Ein illegaler U-Turn wird zum Glück von keinem Verkehrspolizisten gesehen, und auch die leicht überhöhte Geschwindigkeit, mit der sie zum Krankenhaus fährt, fällt niemandem auf. Greg wird es schaffen, er hat es schließlich ins KKH geschafft. Aber die Ärzte und Magier mühen sich 7 Stunden mit ihm ab. Chili tröstet seine Frau, die wenige Minuten nach ihr eintrifft. Man kennt sich. Als klar ist, dass Greg durchkommt, darf sie zu ihm. Er ist echt mies drauf. Offenbar hätte er Micky Deckung geben müssen, aber irgendwas ist schiefgelaufen, und jetzt war Micky tot. Es war immer wieder unangenehm berührend, erwachsene, harte Männer weinen zu sehen. Sie versucht ihm so gut es geht, die Moral zu heben. Aber es funktioniert nicht. Mickys Totenwache wird wohl nach Schichtende losgehen, und Greg besteht darauf, dass Chili ihre Zeit nicht bei ihm verbringt, sondern Micky die letzte Ehre erweist.
Nach einem kurzen Abstecher nach Hause und schnellem Umziehen in schwarze Klamotten - Uniform trägt sie ja nicht mehr - fährt sie zu Micky nach Hause. Dort sind seine Eltern, wenigstens war er unverheiratet, und der Rest des Teams tröpfelt langsam rein. Sie hatte Micky selbst ausgebildet, und freute sich, als sie ihn ins Team bekam. Scheinbar war sie nicht gründlich genug. Natürlich weiß sie, wie es läuft, dass es manchmal einfach passiert - aber die Zweifel bleiben. Die Wut wächst. Die nächsten 24 Stunden vergehen mit der Totenwache. Nicht gerade erholsam. Die Textnachricht von Veronique ist dabei völlig unwichtig und wird nicht beantwortet. Danach fährt Chili auf den Schießstand und lässt ihre Wut, sowie Trauer, in nicht weniger als 1200 Schuß Munition raus. Das ist selbst für sie am Stück nicht wenig. Erschöpft fällt sie an diesem Abend ins Bett und lädt ihren Schlafregulator auf. Es werden beschissen lange Schichten.
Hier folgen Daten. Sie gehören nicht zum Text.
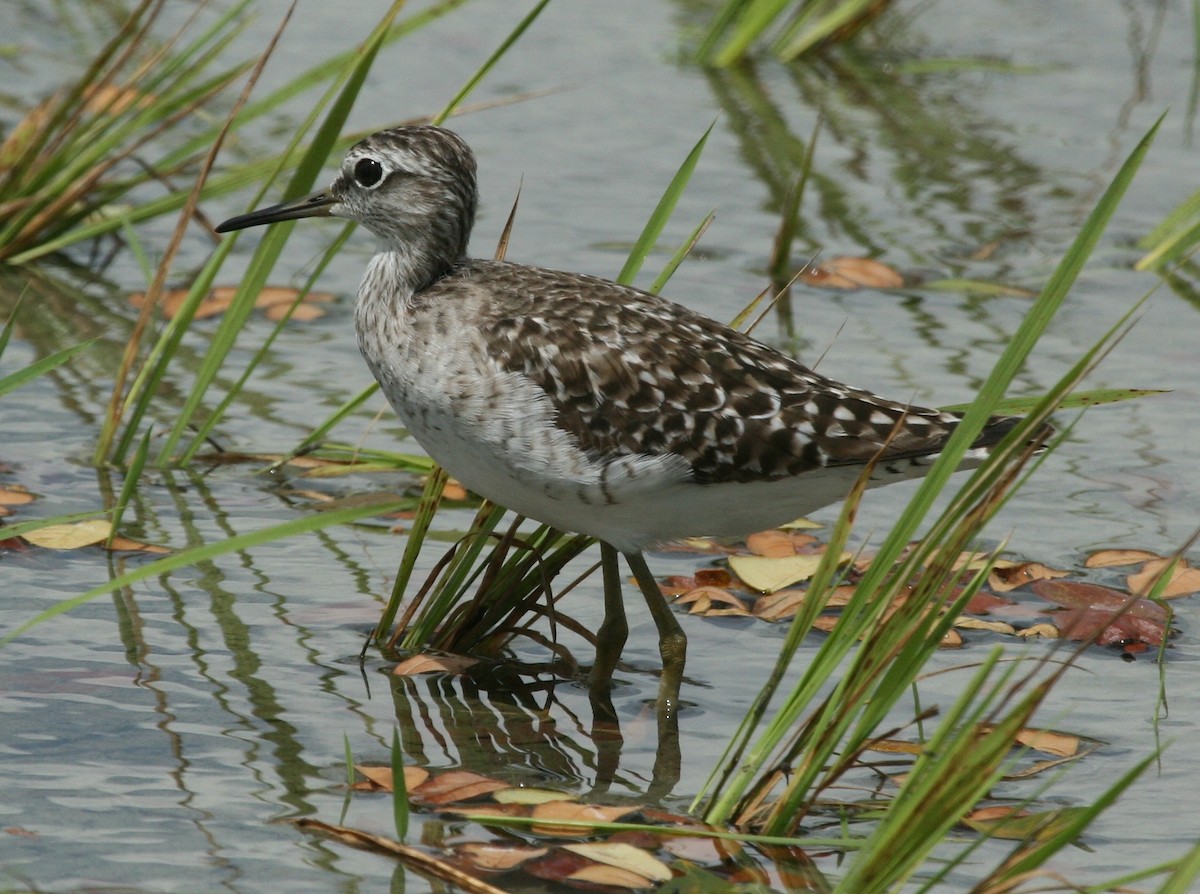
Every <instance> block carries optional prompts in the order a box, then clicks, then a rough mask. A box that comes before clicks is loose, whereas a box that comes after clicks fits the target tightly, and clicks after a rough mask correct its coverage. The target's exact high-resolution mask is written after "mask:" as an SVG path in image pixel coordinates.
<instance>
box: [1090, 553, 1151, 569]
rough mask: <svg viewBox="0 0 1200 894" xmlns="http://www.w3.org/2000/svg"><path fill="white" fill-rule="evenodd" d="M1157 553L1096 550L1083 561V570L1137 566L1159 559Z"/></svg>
mask: <svg viewBox="0 0 1200 894" xmlns="http://www.w3.org/2000/svg"><path fill="white" fill-rule="evenodd" d="M1160 558H1162V556H1159V554H1158V553H1157V552H1151V551H1150V550H1097V551H1096V552H1093V553H1092V554H1091V556H1088V557H1087V558H1086V559H1085V560H1084V566H1085V568H1118V566H1121V565H1138V564H1140V563H1142V562H1150V560H1151V559H1160Z"/></svg>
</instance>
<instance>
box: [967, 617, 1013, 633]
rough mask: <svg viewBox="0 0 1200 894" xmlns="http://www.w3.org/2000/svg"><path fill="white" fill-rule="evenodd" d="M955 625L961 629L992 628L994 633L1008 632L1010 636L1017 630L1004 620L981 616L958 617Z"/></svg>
mask: <svg viewBox="0 0 1200 894" xmlns="http://www.w3.org/2000/svg"><path fill="white" fill-rule="evenodd" d="M954 626H956V628H959V629H960V630H990V631H991V632H994V634H1007V635H1008V636H1012V635H1013V634H1015V632H1016V628H1014V626H1013V625H1012V624H1006V623H1004V622H1002V620H983V619H980V618H956V619H955V620H954Z"/></svg>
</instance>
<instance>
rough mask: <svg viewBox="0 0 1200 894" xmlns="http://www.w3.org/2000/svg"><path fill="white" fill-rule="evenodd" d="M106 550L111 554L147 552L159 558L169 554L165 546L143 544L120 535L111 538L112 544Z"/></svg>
mask: <svg viewBox="0 0 1200 894" xmlns="http://www.w3.org/2000/svg"><path fill="white" fill-rule="evenodd" d="M108 548H109V550H112V551H113V552H149V553H155V554H160V556H161V554H164V553H168V552H170V550H168V548H167V547H166V546H160V545H158V544H143V542H142V541H140V540H132V539H131V538H125V536H121V535H120V534H118V535H116V536H115V538H113V542H112V544H109V545H108Z"/></svg>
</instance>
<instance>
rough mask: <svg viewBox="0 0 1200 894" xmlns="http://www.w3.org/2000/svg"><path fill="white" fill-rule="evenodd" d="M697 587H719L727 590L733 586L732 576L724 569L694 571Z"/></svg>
mask: <svg viewBox="0 0 1200 894" xmlns="http://www.w3.org/2000/svg"><path fill="white" fill-rule="evenodd" d="M695 580H696V586H697V587H720V588H721V589H728V588H730V587H732V586H733V575H731V574H730V572H728V571H727V570H726V569H724V568H702V569H698V570H697V571H696V578H695Z"/></svg>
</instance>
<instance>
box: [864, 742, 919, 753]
mask: <svg viewBox="0 0 1200 894" xmlns="http://www.w3.org/2000/svg"><path fill="white" fill-rule="evenodd" d="M870 750H871V751H882V752H883V754H888V755H919V754H923V752H924V751H925V744H924V743H920V742H908V740H907V739H876V740H875V742H872V743H871V744H870Z"/></svg>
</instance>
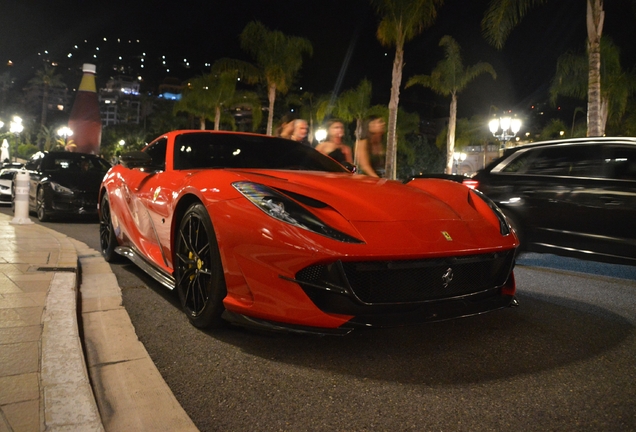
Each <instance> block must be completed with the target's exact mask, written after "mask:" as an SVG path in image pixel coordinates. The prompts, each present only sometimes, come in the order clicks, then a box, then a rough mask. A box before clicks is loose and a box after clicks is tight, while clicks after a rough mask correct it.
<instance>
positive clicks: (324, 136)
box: [314, 128, 327, 142]
mask: <svg viewBox="0 0 636 432" xmlns="http://www.w3.org/2000/svg"><path fill="white" fill-rule="evenodd" d="M314 138H316V141H318V142H322V141H324V140H325V139H326V138H327V131H326V130H324V129H322V128H321V129H318V130H317V131H316V132H315V133H314Z"/></svg>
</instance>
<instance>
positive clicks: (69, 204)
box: [25, 152, 111, 221]
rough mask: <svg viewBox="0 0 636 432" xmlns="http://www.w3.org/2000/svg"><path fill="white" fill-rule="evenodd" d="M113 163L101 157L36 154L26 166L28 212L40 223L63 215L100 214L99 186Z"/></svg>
mask: <svg viewBox="0 0 636 432" xmlns="http://www.w3.org/2000/svg"><path fill="white" fill-rule="evenodd" d="M110 167H111V165H110V163H108V162H106V161H105V160H104V159H102V158H100V157H99V156H95V155H91V154H84V153H71V152H44V153H41V152H39V153H36V154H35V155H33V157H31V159H30V160H29V161H28V162H27V163H26V165H25V169H26V170H27V171H28V173H29V177H30V180H29V211H33V212H35V213H36V214H37V217H38V219H39V220H41V221H46V220H49V219H51V218H52V217H55V216H61V215H67V216H68V215H71V216H75V215H93V216H96V215H97V199H98V195H99V186H100V184H101V182H102V179H103V178H104V175H105V174H106V172H107V171H108V170H109V169H110Z"/></svg>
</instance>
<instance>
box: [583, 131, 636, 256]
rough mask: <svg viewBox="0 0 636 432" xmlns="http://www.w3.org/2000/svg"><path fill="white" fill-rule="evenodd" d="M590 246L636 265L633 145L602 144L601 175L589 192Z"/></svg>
mask: <svg viewBox="0 0 636 432" xmlns="http://www.w3.org/2000/svg"><path fill="white" fill-rule="evenodd" d="M589 194H590V196H589V199H588V202H589V203H590V206H589V213H588V214H587V215H582V217H584V216H587V217H586V219H587V220H588V221H590V225H589V233H590V235H591V239H592V240H593V241H594V244H593V245H592V246H590V248H591V249H592V250H593V251H595V252H597V253H598V254H601V255H606V256H607V258H609V259H613V257H621V258H622V259H624V260H626V261H625V262H626V263H628V264H636V146H634V145H629V144H620V143H608V144H606V145H605V146H604V147H603V178H602V179H597V180H594V188H593V189H592V188H590V191H589Z"/></svg>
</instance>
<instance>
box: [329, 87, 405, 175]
mask: <svg viewBox="0 0 636 432" xmlns="http://www.w3.org/2000/svg"><path fill="white" fill-rule="evenodd" d="M371 90H372V86H371V81H369V80H368V79H366V78H365V79H363V80H362V81H361V82H360V84H358V87H356V88H355V89H350V90H347V91H344V92H342V93H340V96H339V97H338V98H337V99H336V101H335V103H334V105H333V114H334V115H335V116H336V117H338V118H339V119H341V120H342V121H344V122H346V123H350V122H352V121H355V122H356V129H355V133H354V134H355V138H356V143H357V142H358V141H359V140H360V135H361V134H362V123H363V121H364V119H365V118H366V117H368V116H369V115H377V116H380V117H383V118H386V117H387V113H386V106H382V105H374V106H371ZM396 129H397V128H396ZM353 163H354V164H355V165H357V164H358V152H357V151H355V150H354V153H353Z"/></svg>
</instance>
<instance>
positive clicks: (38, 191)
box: [35, 186, 51, 222]
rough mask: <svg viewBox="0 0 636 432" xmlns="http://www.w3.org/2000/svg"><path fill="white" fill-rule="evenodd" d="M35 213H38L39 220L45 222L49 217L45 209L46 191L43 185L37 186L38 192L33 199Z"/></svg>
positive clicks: (45, 204) (45, 221) (49, 219)
mask: <svg viewBox="0 0 636 432" xmlns="http://www.w3.org/2000/svg"><path fill="white" fill-rule="evenodd" d="M35 213H36V214H37V215H38V220H39V221H40V222H46V221H48V220H50V219H51V217H50V216H49V214H48V212H47V210H46V192H45V190H44V186H40V187H39V188H38V192H37V195H36V199H35Z"/></svg>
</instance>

Der nächste Morgen verläuft leise. Nach dem Aufstehen läuft sie eine Stunde - ohne Musik. Dusche, Kaffee, schwarze Klamotten, Arbeit. Der Geruch nach Krankenhaus macht sie nach den letzten Tagen leicht wütend. Besprechung direkt am Morgen? Super. Eine Neue. Aber irgendwie ist heute die Gefühlswelt zu stumpf um neugierig, oder anderweitig emotional zu sein. Auch die Ansprache des Captains geht irgendwie halb an ihr vorbei. Sie nickt aus reiner Höflichkeit der Neuen, sowie dem Team zu, als sie im Besprechungsraum sitzt. Ansonsten schweigt sie. Ace sieht so aus, wie sie sich fühlt. Dann geht's in den Einsatz....Chili rennt zum Waffenraum....das angenehme Gefühl des Adrenalins und der Fokussierung auf den Einsatz betäubt etwas den Schmerz.